Was The Vice-Chancellor of Federal University Ndufu Alike Ikwo in Ebonyi, Nigeria
- Preceded by: Prof. Oyewusi Ibidapo Obe
- Succeeded by: Prof. Oge Elom

Personal details
- Born: Chinedum Nwajiuba was born in Port Harcourt, Rivers State, Nigeria
- Alma mater: University of Nigeria, Nsukka; University of Hohenheim;
- Occupation: Academic; author;
- Profession: Economist

= Chinedum Nwajiuba =

Nigerian agricultural economist

Chinedum Uzoma Nwajiuba (born 1964) is a Nigerian academic and a professor of agricultural economics.
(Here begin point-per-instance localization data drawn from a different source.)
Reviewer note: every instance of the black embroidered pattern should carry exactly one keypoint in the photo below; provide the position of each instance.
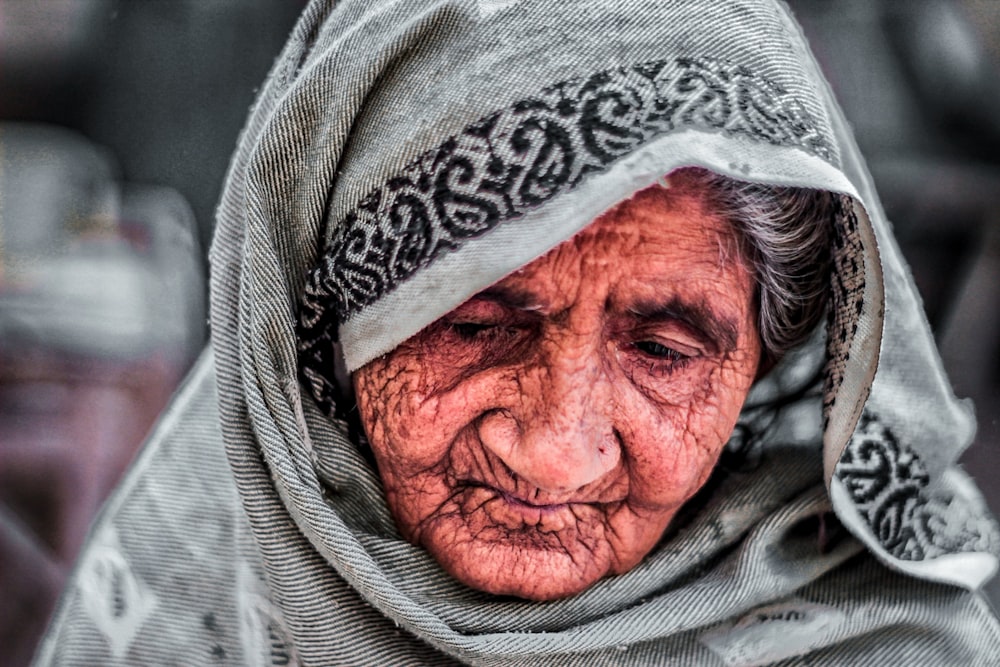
(889, 485)
(847, 298)
(514, 160)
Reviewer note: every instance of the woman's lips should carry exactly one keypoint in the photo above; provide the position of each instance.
(515, 512)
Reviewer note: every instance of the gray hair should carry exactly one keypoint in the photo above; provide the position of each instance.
(786, 235)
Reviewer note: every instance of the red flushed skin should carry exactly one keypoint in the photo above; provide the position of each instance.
(544, 434)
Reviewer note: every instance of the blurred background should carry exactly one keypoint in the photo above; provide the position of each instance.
(117, 120)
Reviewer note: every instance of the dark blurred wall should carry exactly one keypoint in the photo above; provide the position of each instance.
(164, 84)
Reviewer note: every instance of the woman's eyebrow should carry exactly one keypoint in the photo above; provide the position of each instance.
(714, 328)
(511, 298)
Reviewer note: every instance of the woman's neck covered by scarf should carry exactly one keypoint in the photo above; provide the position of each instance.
(405, 155)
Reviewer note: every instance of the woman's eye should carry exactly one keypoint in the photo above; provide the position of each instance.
(658, 350)
(471, 330)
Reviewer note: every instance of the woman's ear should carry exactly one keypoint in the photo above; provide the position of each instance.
(766, 364)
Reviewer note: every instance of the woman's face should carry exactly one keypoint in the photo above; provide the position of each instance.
(544, 434)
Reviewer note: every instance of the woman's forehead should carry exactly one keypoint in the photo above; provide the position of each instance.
(655, 247)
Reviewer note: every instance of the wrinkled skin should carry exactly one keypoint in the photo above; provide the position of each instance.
(543, 435)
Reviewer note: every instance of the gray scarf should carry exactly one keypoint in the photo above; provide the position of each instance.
(405, 155)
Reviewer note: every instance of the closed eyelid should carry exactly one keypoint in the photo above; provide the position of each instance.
(716, 331)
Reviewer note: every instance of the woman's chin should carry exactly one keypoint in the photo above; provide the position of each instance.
(526, 564)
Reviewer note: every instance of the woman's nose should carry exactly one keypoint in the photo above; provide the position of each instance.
(559, 436)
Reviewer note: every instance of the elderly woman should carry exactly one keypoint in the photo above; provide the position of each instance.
(548, 333)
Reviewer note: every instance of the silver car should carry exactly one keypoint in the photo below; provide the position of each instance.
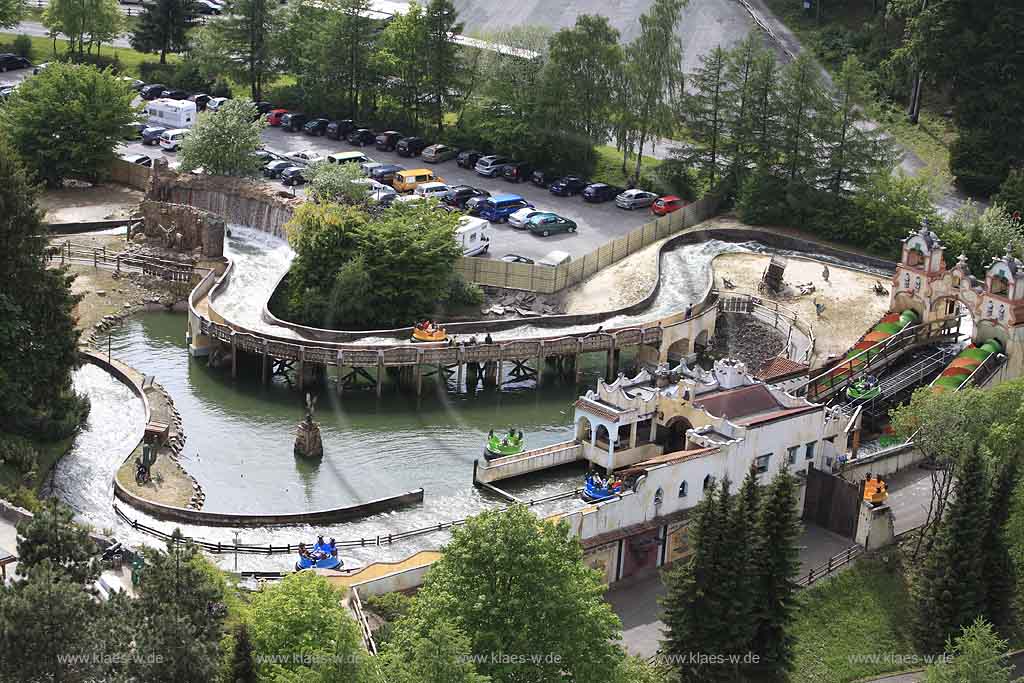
(635, 199)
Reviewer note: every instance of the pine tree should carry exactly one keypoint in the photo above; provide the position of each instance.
(950, 589)
(776, 561)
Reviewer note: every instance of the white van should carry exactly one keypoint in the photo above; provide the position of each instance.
(555, 258)
(170, 140)
(472, 236)
(171, 113)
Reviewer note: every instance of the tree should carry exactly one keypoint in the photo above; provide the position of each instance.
(516, 586)
(300, 627)
(776, 561)
(950, 589)
(51, 536)
(585, 63)
(653, 66)
(225, 142)
(67, 121)
(978, 655)
(180, 611)
(37, 328)
(163, 27)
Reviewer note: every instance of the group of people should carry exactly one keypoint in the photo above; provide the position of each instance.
(320, 551)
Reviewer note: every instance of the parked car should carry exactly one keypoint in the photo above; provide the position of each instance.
(273, 169)
(516, 171)
(515, 258)
(498, 208)
(519, 218)
(304, 157)
(459, 195)
(491, 166)
(273, 117)
(175, 93)
(293, 122)
(361, 137)
(663, 206)
(411, 146)
(170, 140)
(567, 185)
(431, 189)
(635, 199)
(385, 173)
(293, 176)
(152, 91)
(141, 160)
(315, 127)
(387, 140)
(468, 158)
(10, 61)
(337, 130)
(600, 191)
(547, 223)
(438, 153)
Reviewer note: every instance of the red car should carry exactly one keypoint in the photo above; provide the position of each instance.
(666, 205)
(273, 117)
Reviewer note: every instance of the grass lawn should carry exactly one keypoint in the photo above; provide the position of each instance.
(861, 612)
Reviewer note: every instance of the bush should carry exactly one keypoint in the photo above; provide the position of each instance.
(23, 46)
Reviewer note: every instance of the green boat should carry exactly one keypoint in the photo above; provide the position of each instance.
(500, 446)
(865, 388)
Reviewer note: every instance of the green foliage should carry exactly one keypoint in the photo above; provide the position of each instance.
(302, 625)
(976, 655)
(52, 537)
(225, 142)
(163, 27)
(37, 329)
(360, 273)
(86, 109)
(517, 586)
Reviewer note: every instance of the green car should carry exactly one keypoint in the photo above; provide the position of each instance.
(546, 223)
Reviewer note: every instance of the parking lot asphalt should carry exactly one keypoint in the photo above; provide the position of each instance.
(598, 222)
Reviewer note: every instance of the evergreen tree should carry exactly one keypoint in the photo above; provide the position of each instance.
(950, 589)
(776, 561)
(163, 27)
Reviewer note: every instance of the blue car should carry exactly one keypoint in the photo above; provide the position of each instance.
(498, 208)
(151, 134)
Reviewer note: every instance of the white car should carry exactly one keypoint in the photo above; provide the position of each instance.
(635, 199)
(519, 218)
(305, 157)
(434, 189)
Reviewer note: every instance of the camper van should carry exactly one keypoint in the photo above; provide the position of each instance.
(171, 113)
(472, 236)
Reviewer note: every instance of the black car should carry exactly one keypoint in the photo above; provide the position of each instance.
(385, 173)
(411, 146)
(387, 140)
(337, 130)
(459, 195)
(293, 122)
(273, 169)
(293, 176)
(516, 171)
(567, 185)
(316, 127)
(600, 191)
(9, 61)
(468, 158)
(360, 137)
(152, 91)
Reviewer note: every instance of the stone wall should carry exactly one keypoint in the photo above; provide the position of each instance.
(183, 227)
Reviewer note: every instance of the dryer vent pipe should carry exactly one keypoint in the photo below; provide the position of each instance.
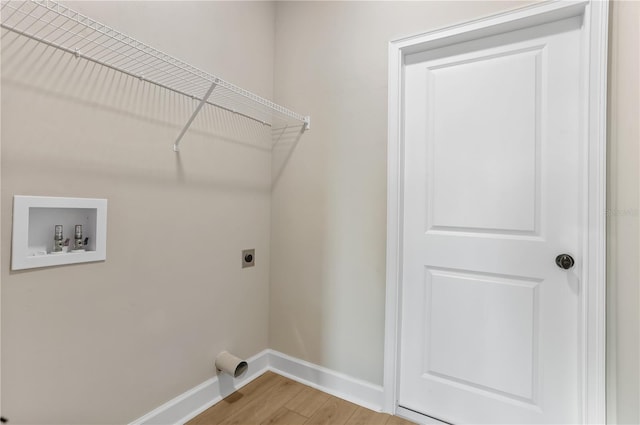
(231, 365)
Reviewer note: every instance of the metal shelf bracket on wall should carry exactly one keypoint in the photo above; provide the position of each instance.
(59, 26)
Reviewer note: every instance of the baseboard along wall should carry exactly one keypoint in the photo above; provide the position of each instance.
(198, 399)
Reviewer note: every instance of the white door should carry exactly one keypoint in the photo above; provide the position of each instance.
(492, 157)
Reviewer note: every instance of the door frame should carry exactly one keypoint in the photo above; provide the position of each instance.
(593, 303)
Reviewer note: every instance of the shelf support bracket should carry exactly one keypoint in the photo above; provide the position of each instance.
(176, 148)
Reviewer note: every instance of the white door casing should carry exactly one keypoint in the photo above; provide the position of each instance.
(496, 165)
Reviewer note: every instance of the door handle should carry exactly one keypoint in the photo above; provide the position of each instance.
(565, 261)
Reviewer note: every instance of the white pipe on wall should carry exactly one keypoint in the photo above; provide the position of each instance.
(231, 365)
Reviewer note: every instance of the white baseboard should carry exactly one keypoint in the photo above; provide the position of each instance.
(195, 401)
(198, 399)
(335, 383)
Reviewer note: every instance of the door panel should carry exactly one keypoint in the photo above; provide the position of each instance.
(492, 147)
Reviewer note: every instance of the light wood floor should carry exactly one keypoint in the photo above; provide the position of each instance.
(274, 399)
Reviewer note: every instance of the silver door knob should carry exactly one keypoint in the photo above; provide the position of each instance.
(565, 261)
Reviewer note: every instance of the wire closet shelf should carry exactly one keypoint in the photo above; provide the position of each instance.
(61, 27)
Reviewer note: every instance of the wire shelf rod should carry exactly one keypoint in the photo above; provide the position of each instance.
(59, 26)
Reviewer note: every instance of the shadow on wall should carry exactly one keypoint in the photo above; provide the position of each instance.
(45, 71)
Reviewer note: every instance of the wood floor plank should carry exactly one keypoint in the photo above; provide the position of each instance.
(266, 403)
(364, 416)
(284, 416)
(272, 399)
(307, 402)
(237, 401)
(334, 411)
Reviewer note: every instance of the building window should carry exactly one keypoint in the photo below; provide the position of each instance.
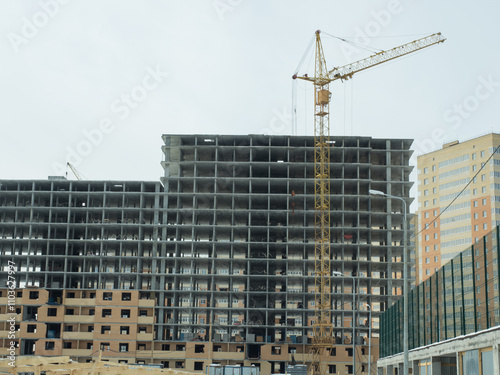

He was the Vice-Chancellor of the Federal University Ndufu Alike Ikwo in Ebonyi, Nigeria.

==Education==
Nwajiuba was born in Port Harcourt and studied at the University of Nigeria, Nsukka, where he obtained his BSc.Agric in 1986 and also later his MSc in Agricultural Economics in 1989. He proceeded to the University of Hohenheim, Germany for further studies, where he earned his PhD in Agricultural Economics in 1994. He later went to Imo State University where he acquired another MSc in Development economics in the year 2007.

==Career==
Chinedum Nwajiuba has previously worked as a part-time lecturer at the Michael Okpara University of Agriculture, Umudike, and additionally as an External Examiner to the university. In 2009/2010 he also worked as an adjunct lecturer at the Federal University of Technology Owerri. He has also been on the Governing Council of the Imo State University Teaching Hospital.

==Positions held==
Nwajiuba held the position of Deputy Dean to the Faculty of Agriculture and Veterinary Medicine from October 2005 to December 2005. Later, he held the position of Director of the Information Communication Technology Centre from January 2008 to February 2009. He then became Director of Academic Planning until December 2009. Nwajiuba was acting Vice-Chancellor of the university in 2012, as well as Dean to the School of Postgraduate Studies from November 2011 till February 2016.

==Services==
Chinedum as served (part-time) in the Nigerian Environmental Study Action Team (NEST) Ibadan as the Executive Director.

==Personal life==
Prof. Chinedum Nwajiuba is married to Dr. (Mrs,) Chinyere Nwajiuba and has children.